Sonata in E minor - ii. Andante - Florence Price

This week, I am sharing pianist Samantha Ege's performance of the second movement from Florence Price's Sonata in E minor.

Florence Price (1887-1953) was the first Black woman composer to have a work performed by a major American symphony. Her contributions to the American classical music repertoire are  beginning to be recognized as she struggled against racism and sexism during her lifetime. Florence was born to a mixed race family in Little Rock, Arkansas, where her mother taught music and her father worked as dentist. A brilliant student and musician, she began piano study at the age of 4, and published her first composition at the age of 11. She graduated from the New England Conservatory of Music, where she studied piano, organ, and composition, before the age of 20. After teaching several years at the black college, Clark Atlanta University, she married a lawyer and returned to Arkansas.

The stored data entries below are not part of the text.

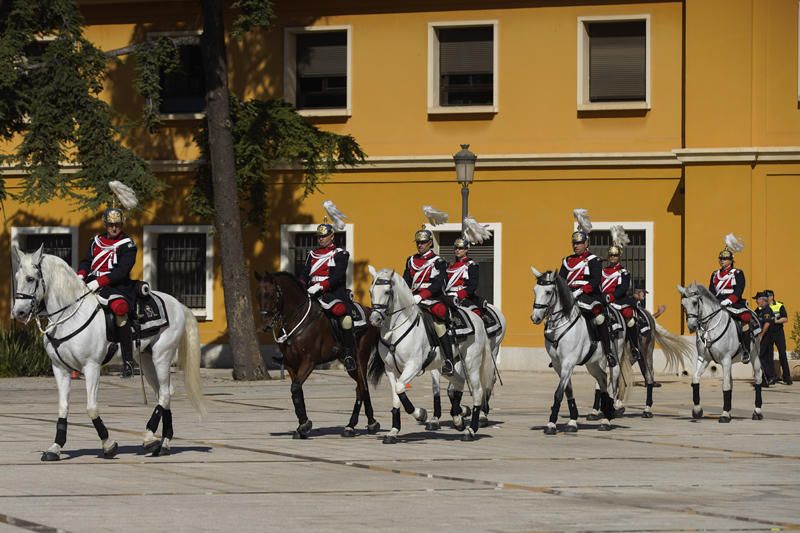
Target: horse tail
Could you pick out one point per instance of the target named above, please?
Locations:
(189, 360)
(376, 368)
(675, 348)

Fearing the continuous racial unrest in the 1920s, her family moved to Chicago and she divorced her husband, eventually moving in with the Black pianist and composer, Margaret Bonds. Florence worked playing the piano and organ in movie theaters, and composing music for ads on the radio. Margaret and Florence supported each other in their pursuit of composition. Florence had a breakthrough in 1933, when her Symphony in E minor won first prize in the Wanamaker Foundation Awards and was consequently premiered by the Chicago Symphony Orchestra. During her lifetime, a number of other works received performances by ensembles in Detroit, and Chicago,  including 3 more symphonies, 4 concertos, and numerous piano, and organ works. Her arrangements of spirituals were regularly heard in performances of the great singer Marian Anderson.

While some composers have estates or ties to academic institutions to continue disseminating their music after their deaths, Florence's music was largely forgotten until recent efforts by Americans to recognize the artistic and scholarly contributions of Black people and women. A large collection of Florence's manuscripts was discovered in 2009, and her works can now be purchased commercially.

The performer, Dr. Samantha Ege, is a pianist and musicologist (a researcher in the history of music). She is in expert in the life and music of Florence Price and has performed the composers music in Europe, Asia, and North America.